Laissez nos vétérinaires de campagne continuer à bien exercer leur profession ! - La Semaine Vétérinaire n° 1826 du 18/10/2019
La Semaine Vétérinaire n° 1826 du 18/10/2019

POINT DE VUE

@... VOUS !

Auteur(s) : BAPTISTE DE MONVAL, AVOCAT (CABINET PARDO & ASSOCIÉS)  

Alors que vient de sortir en salles le film Au nom de la terre d’Édouard Bergeon et que le mal-être des éleveurs semble enfin frapper les consciences, une application aveugle des règles de pharmacie vétérinaire met en danger une autre partie de la filière. Après l’avoir réclamé tout au long du xixe siècle, les vétérinaires ont enfin obtenu que la loi n° 75-409 du 29 mai 1975 consacre définitivement leur droit à délivrer des médicaments.

Cette délivrance est évidemment strictement encadrée puisque seuls deux cas sont autorisés : « Lorsqu’il s’agit des animaux auxquels ils donnent personnellement leurs soins ou dont la surveillance sanitaire et les soins leur sont régulièrement confiés. » 1

Le suivi sanitaire implique de lourdes obligations : un bilan sanitaire d’élevage mis à jour chaque année, un protocole de soins, des visites régulières de suivi, la dispensation régulière de soins, d’actes de médecine ou de chirurgie2.

Les peines prévues par les textes sont particulièrement sévères puisque les vétérinaires encourent jusqu’à deux ans de prison et 30 000 € d’amende pour la préparation, la détention et la délivrance de médicaments vétérinaires sans donner personnellement des soins ou assurer la surveillance sanitaire et les soins réguliers3.

De même, les procédures pénales sont pesantes pour des professionnels qui d’ordinaire collaborent plutôt avec les forces de l’ordre dans le cadre d’incidents sanitaires. Elles impliquent souvent des contrôles sur place de l’inspection de santé publique vétérinaire, une audition de police ou une garde à vue et vont parfois jusqu’au renvoi devant le tribunal correctionnel.

Récemment, ma pratique d’avocat de vétérinaires me fait déplorer qu’une application aveugle de ces textes par l’inspection de santé publique vétérinaire détourne l’application de la loi de son esprit qui relevait pourtant du bon sens : réserver la délivrance de médicaments aux vétérinaires qui connaissent les élevages et exercent leur mission de conseil.
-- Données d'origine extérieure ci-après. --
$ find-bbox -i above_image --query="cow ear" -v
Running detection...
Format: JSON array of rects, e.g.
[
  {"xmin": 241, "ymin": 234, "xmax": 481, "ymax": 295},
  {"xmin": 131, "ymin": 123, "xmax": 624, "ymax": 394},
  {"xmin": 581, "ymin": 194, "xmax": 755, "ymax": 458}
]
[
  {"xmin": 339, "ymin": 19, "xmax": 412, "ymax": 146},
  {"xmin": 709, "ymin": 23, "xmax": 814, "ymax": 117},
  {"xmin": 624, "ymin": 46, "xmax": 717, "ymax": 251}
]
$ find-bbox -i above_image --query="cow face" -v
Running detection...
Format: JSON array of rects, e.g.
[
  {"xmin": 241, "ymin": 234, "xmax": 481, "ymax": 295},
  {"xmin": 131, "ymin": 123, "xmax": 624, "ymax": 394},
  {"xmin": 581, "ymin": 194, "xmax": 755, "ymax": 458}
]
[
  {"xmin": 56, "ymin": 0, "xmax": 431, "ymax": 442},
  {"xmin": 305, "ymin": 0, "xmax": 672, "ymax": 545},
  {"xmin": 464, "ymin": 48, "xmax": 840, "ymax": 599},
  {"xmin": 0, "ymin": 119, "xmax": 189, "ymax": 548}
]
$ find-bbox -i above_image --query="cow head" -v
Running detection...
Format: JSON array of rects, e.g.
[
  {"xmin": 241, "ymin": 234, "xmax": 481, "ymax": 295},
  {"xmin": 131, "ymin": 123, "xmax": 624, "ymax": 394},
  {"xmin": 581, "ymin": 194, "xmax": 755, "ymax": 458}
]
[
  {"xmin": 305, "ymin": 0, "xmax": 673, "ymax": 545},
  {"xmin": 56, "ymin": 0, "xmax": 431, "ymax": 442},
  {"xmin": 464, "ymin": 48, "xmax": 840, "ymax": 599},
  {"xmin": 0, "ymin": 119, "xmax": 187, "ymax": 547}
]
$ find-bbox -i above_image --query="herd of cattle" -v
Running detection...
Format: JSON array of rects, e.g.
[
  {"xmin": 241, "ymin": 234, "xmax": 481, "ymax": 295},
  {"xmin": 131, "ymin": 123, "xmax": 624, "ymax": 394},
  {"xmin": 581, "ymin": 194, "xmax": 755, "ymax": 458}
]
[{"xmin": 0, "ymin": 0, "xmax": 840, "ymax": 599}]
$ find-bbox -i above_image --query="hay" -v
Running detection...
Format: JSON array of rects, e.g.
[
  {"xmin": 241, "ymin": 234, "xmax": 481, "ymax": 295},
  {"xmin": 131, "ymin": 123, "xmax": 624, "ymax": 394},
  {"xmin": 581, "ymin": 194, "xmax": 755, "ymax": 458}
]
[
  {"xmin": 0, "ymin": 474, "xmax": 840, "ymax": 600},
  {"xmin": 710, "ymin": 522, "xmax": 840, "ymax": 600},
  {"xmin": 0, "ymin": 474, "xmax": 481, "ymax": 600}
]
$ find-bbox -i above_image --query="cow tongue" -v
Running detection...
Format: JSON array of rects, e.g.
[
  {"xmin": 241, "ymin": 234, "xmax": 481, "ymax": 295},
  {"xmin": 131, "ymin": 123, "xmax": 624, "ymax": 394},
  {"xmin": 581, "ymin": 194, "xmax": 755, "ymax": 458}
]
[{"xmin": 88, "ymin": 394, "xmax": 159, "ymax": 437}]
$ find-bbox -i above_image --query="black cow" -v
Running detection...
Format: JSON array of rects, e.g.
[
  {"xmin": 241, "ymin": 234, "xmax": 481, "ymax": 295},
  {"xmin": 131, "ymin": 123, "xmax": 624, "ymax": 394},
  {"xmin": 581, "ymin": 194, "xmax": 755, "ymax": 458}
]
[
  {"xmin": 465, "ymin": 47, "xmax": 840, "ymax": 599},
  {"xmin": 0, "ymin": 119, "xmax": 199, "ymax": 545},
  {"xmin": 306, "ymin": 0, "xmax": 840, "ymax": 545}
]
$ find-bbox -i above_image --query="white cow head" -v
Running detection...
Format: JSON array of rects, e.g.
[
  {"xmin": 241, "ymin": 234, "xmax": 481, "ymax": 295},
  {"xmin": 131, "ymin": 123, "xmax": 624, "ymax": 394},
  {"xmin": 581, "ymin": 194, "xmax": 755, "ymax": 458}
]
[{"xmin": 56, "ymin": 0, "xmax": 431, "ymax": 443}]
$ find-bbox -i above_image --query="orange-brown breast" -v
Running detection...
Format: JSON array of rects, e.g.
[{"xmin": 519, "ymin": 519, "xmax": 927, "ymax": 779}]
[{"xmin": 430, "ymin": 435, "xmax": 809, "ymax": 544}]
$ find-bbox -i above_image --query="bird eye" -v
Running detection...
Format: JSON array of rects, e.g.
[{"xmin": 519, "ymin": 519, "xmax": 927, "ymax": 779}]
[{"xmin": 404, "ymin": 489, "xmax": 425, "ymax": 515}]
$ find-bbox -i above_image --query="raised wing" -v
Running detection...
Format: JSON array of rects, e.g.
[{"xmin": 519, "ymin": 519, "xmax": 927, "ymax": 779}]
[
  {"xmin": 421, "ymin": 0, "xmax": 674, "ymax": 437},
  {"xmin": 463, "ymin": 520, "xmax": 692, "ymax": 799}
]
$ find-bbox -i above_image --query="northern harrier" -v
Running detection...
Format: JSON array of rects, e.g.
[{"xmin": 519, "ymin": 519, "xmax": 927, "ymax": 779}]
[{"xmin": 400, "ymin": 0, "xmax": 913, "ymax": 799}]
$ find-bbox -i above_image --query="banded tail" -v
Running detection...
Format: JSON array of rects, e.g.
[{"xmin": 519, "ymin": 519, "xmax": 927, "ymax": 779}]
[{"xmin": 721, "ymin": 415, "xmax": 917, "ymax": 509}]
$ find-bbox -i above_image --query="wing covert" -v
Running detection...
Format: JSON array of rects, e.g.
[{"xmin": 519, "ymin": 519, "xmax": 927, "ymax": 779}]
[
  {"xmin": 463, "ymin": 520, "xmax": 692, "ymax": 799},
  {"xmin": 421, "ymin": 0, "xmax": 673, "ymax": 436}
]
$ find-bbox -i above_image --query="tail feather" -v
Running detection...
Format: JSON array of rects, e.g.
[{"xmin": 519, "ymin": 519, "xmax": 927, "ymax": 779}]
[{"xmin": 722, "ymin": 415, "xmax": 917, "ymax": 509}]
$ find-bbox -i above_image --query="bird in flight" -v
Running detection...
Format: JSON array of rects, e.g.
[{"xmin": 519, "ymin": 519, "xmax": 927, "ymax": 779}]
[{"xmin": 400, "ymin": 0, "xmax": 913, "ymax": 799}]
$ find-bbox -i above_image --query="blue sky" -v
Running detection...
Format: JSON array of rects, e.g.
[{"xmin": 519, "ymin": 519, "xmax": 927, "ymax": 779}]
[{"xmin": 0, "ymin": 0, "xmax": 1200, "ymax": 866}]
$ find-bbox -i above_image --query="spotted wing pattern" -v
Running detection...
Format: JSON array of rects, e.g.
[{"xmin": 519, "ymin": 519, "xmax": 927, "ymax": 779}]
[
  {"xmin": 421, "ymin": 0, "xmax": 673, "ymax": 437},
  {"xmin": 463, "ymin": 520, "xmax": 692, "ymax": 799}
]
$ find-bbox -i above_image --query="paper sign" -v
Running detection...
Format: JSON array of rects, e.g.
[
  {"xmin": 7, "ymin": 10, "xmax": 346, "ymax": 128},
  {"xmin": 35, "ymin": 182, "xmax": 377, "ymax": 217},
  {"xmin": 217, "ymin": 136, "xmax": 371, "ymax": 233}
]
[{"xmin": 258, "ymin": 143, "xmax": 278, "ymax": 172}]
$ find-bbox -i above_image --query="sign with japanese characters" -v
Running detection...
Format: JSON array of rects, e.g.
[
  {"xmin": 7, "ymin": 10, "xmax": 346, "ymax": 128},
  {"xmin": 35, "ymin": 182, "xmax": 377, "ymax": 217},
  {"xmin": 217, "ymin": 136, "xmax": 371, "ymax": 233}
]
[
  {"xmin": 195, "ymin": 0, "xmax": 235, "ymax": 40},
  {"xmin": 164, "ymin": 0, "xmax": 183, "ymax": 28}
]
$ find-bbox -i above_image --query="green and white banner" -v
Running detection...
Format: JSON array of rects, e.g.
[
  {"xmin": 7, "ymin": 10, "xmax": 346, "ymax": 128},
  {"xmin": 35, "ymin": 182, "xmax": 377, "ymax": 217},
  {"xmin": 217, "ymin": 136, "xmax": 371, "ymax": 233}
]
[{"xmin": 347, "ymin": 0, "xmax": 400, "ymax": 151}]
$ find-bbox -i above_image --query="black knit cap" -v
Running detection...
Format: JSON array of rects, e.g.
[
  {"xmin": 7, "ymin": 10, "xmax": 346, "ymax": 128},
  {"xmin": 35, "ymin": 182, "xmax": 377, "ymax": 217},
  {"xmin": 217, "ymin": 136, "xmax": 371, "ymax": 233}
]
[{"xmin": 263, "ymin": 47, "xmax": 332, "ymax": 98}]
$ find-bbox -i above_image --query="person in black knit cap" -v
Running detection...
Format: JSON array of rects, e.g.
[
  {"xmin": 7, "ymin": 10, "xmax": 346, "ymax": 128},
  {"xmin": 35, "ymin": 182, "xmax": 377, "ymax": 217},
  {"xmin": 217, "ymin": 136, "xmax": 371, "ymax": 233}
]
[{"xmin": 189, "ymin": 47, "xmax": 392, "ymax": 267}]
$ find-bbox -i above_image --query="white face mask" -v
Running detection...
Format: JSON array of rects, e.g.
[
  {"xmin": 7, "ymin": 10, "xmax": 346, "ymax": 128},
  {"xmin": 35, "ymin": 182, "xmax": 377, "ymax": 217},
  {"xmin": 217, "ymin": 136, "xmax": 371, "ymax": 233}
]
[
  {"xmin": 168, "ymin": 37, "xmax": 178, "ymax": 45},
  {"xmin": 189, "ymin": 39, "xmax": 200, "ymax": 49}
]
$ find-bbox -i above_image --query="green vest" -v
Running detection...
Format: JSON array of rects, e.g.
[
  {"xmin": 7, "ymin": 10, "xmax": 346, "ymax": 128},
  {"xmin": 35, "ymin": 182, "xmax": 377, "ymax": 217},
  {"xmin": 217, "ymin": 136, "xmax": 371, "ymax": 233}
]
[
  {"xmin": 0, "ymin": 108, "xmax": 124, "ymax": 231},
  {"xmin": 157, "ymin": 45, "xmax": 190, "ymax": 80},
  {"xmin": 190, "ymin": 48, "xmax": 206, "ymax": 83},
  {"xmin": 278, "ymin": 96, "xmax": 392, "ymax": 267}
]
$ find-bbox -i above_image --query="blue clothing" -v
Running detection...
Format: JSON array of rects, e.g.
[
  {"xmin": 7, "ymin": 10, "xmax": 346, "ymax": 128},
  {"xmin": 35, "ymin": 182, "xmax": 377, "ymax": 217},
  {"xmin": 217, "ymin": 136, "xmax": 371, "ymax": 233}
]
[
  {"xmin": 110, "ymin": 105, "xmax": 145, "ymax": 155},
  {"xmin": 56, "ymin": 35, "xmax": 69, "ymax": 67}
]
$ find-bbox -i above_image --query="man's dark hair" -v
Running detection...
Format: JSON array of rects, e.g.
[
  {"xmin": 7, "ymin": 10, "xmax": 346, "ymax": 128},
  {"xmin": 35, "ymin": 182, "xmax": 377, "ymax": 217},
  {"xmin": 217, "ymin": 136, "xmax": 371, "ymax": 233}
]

J’ai ainsi défendu des vétérinaires qui, malgré plusieurs visites annuelles d’un élevage, se sont vus reprocher ces délits sévèrement punis au seul motif que la mise à jour annuelle du bilan sanitaire4 était en retard de quelques semaines.

À ces délits s’ajoutent trop souvent les contraventions pour non-identification précise des lots d’animaux sur des ordonnances5 alors que les élevages “modèles” qui affichent les lots d’animaux à la vue du vétérinaire de visite sont extrêmement rares.

Lorsque l’on connaît la réalité de cette belle profession, que l’on sait qu’une simple visite est souvent offerte ou n’est facturée que 40 € TTC, tandis qu’un bilan sanitaire coûte plus de 100 € TTC, que, faute de temps, de trésorerie, un éleveur décale le rendez-vous de mise à jour du bilan sanitaire deux à trois fois, on ne peut demander qu’une seule chose :

laisser nos vétérinaires de campagne, qui effectuent au quotidien un travail de terrain, continuer à bien exercer leur profession !

1 L.5442-10 du Code de la santé publique.

2 R.5141-112-1 et R.5141-112-2 du Code de la santé publique.

3 L.5442-1 du Code de la santé publique.

4 Exigée par l’article R.5141-112-2 du Code de la santé publique.

5 1 500 € d’amende en vertu de l’article R.5442-1 du Code de la santé publique.